Bruce, who has chronic pain syndrome and uses a wheelchair, tried to put the flames out with towels but that proved unsuccessful. His motorised wheelchair was destroyed in the fire.

Firefighters try to put the fire out. Photo/Duncan Brown
Firefighters try to put the fire out. Photo/Duncan Brown

William crawled out the back with his double cast, leaving his expensive wheelchair inside, Jocelyn said. Their other grandson, 10-year-old Hunter, went to the front gate.

A family friend had been staying the night.

Senior constable John Flack said all five occupants were out safely by the time he had arrived at the scene.

As a precaution they were taken to the Central Hawke's Bay Health Centre.

Firefighters assess the damage. Photo/Duncan Brown
Firefighters assess the damage. Photo/Duncan Brown

Jocelyn suffered a first degree burn to her right foot. The others weren't injured but were in shock.

The pair relocated from Hastings 13 years ago when they moved their house on to the site. It has been a labour of love to renovate the old house over the years and were three-quarters done.

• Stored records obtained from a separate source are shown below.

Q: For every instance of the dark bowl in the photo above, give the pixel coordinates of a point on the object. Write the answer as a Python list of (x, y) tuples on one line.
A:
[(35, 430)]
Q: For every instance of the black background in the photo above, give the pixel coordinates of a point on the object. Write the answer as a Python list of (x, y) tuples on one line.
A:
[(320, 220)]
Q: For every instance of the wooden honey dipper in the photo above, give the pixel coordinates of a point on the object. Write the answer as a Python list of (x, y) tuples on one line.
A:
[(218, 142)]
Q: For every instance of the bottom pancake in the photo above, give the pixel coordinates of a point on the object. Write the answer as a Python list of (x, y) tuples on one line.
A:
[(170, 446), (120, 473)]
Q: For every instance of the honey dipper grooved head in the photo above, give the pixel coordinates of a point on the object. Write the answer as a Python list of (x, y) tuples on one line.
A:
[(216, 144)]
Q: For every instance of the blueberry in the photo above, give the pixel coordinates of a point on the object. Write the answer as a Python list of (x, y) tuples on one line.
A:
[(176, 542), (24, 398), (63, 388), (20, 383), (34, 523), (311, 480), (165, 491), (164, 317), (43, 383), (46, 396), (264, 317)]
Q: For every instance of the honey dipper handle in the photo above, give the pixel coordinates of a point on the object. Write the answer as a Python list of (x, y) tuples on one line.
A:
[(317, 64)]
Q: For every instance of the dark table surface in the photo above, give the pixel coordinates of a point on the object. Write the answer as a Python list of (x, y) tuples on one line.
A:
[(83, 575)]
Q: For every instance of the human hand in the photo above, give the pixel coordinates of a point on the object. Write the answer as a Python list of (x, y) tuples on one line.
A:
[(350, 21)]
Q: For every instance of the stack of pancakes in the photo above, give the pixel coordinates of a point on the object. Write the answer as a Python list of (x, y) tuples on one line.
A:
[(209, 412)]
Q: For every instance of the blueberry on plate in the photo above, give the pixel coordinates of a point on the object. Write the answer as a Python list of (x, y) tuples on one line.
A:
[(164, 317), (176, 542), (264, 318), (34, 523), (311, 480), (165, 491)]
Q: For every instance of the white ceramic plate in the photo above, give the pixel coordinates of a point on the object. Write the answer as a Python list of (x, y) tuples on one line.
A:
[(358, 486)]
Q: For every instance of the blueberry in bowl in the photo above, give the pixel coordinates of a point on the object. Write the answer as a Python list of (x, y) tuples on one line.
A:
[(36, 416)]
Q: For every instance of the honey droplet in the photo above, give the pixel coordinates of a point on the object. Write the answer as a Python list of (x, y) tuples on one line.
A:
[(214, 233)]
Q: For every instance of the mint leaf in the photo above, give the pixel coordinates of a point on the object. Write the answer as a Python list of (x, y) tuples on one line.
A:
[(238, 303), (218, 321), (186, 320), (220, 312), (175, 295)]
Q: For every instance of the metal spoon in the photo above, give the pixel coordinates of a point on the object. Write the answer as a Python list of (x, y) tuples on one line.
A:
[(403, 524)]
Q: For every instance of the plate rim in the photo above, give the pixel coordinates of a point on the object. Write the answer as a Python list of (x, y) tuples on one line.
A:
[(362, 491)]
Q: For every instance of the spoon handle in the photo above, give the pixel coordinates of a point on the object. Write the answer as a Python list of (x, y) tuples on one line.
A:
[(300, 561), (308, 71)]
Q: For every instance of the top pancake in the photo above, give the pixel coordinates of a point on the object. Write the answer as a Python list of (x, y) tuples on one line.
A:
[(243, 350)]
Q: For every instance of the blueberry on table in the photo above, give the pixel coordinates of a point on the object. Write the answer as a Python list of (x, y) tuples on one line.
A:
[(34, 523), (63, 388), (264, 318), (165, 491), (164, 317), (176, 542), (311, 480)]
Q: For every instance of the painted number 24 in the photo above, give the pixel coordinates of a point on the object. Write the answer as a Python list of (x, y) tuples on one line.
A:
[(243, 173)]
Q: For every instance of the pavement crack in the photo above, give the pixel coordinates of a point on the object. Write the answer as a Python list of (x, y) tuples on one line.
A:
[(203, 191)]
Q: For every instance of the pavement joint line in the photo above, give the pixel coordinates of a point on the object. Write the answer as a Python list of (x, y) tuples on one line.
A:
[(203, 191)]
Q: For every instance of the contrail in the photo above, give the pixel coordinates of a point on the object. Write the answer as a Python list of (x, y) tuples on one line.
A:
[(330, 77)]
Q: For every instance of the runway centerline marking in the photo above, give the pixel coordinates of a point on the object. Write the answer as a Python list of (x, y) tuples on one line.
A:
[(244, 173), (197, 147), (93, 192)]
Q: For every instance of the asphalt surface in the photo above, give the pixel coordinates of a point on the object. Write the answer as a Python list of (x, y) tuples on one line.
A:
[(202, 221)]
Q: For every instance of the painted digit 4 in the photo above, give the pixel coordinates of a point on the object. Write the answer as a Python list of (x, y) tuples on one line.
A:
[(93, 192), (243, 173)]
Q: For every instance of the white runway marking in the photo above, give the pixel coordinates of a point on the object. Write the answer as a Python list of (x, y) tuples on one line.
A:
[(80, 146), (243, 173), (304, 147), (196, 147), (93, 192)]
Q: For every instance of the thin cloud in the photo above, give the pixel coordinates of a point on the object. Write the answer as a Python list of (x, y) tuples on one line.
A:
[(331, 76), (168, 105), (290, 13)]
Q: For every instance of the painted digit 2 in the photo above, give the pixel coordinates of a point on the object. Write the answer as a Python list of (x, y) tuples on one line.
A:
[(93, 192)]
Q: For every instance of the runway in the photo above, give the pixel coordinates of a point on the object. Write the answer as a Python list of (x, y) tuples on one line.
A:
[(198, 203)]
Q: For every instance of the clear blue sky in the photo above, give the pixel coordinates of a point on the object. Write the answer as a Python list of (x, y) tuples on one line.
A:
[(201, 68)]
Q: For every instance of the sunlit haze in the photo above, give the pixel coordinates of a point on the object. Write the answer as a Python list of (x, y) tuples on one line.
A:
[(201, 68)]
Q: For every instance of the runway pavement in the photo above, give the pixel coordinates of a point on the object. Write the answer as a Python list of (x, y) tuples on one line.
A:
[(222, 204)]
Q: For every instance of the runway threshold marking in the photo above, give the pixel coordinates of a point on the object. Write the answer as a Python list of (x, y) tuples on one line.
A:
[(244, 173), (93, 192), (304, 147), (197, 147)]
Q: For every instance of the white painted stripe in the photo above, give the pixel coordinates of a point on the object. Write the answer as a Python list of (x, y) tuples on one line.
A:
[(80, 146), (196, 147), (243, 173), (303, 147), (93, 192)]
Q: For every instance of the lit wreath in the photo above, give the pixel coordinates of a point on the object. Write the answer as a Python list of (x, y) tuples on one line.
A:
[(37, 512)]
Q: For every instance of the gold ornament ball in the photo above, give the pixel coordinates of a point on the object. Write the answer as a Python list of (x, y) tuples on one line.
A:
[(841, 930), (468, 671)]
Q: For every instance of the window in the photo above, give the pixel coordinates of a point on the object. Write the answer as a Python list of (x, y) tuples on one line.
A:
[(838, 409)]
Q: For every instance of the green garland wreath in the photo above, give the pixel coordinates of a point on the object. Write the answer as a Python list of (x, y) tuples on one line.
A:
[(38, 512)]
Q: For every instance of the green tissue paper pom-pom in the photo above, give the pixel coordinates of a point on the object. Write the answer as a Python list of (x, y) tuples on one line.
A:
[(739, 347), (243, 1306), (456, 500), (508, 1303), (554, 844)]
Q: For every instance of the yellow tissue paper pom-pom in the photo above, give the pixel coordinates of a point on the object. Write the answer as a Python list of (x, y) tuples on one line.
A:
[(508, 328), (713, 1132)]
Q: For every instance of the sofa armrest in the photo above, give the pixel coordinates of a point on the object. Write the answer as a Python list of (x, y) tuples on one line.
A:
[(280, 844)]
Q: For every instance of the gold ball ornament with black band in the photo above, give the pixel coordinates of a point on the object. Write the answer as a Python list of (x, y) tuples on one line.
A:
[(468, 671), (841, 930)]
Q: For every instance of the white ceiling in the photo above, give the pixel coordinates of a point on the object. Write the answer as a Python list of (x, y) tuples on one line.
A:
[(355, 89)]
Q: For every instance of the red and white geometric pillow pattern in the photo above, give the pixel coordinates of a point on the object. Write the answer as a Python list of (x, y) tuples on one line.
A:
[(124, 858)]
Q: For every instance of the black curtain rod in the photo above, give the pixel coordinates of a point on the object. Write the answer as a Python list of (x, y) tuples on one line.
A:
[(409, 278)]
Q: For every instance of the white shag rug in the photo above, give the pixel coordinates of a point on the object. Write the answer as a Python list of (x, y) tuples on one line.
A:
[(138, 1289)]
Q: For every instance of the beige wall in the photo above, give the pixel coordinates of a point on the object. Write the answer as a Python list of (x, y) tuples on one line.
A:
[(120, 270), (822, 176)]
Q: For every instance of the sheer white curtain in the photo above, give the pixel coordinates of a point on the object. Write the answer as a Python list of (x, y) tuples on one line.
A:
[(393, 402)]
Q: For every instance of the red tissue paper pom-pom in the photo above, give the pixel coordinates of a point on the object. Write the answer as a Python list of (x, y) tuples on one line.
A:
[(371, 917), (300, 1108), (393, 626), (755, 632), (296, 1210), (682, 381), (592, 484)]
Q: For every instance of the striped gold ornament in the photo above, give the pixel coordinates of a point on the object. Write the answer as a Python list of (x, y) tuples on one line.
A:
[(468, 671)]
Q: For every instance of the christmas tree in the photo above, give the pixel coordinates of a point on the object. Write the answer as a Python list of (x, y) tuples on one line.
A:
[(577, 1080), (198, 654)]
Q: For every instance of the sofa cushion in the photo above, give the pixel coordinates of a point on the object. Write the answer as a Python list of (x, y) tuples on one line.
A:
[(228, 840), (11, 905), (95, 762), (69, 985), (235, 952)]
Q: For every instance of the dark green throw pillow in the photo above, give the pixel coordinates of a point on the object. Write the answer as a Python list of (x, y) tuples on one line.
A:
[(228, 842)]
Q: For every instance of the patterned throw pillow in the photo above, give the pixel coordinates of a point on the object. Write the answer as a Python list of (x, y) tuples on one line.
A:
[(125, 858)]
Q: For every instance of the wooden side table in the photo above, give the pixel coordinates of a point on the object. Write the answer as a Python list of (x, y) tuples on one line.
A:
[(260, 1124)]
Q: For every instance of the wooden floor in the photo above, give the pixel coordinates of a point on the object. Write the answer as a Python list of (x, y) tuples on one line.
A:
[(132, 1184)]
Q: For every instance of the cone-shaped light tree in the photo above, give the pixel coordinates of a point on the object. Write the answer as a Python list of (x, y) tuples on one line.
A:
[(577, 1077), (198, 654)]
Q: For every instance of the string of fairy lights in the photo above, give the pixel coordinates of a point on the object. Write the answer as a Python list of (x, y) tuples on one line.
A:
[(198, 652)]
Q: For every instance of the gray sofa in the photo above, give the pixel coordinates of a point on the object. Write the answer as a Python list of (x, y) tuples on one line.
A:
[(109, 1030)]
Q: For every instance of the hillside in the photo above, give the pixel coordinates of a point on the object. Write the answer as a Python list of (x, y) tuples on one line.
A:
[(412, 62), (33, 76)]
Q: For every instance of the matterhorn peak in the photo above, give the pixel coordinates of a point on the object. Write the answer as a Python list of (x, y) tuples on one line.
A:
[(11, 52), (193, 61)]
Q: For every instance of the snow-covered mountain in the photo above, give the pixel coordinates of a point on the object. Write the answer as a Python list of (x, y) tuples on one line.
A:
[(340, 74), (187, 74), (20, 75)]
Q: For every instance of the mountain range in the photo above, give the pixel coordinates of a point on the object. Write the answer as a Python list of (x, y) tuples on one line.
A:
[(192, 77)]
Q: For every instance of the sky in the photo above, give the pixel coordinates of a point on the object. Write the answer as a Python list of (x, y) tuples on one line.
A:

Forty-five years of "heart and soul" invested into an embroidery collection worth about $20,000, as well as family heirlooms, home-schooling supplies, medical equipment and others were lost in the fire.

"It's just the precious stuff that we are sad about, the rest are just possessions."

For the first time as a family, they were planning to take a holiday to Christchurch later in the year. However, due to the fact they had cash for the holiday in the house, those plans have been halted.

Due to health expenses, the couple could not afford insurance.

"We were just going to restart the insurance and now it's too late. Knowing that my health is plunging, I have dreams that have been altered."

They have been the guardians of the two boys for the past six-and-a-half years - something which now weighed heavily on their shoulders due to the love and responsibility they felt for them.

"We've got to rescue two boys. If it was just us, it would be different."

Speaking to Hawke's Bay Today from the hospital - not even five hours after the ordeal - flowers, and several boxes of clothes had been delivered from those in the local community, with more expected to be donated in the coming days.

The aftermath. Photo/Duncan Brown
The aftermath. Photo/Duncan Brown

Thirty-five volunteer firefighters spent most of the day battling the blaze on Johnson St.

Waipawa volunteer fire brigade chief fire officer William Christall said the house was "fully involved" once they arrived just after 7am.

What's left of the Buchanans' house. Photo/Duncan Brown
What's left of the Buchanans' house. Photo/Duncan Brown

Eight appliances from Wairoa, Waipukurau, Tikokino, Ongaonga and Otane attended.

"We initially thought one person was trapped inside but they exited the rear," Christall said.

"We made sure everyone was out safely first".

A family friend, who did not wish to be named, went to see the damage of the house and was overcome with emotion. She said they were a "lovely" family.

"They have worked for years to make it a family home. It was so beautiful."

As for the future, they did not know what was next. They already had three 0.4ha sections up for sale and planned to use the money, once they were sold, to rebuild on their remaining land.

"Everything might have been altered but my faith hasn't been altered," Bruce said.

A Givealittle page has been set up for those wanting to donate to the family.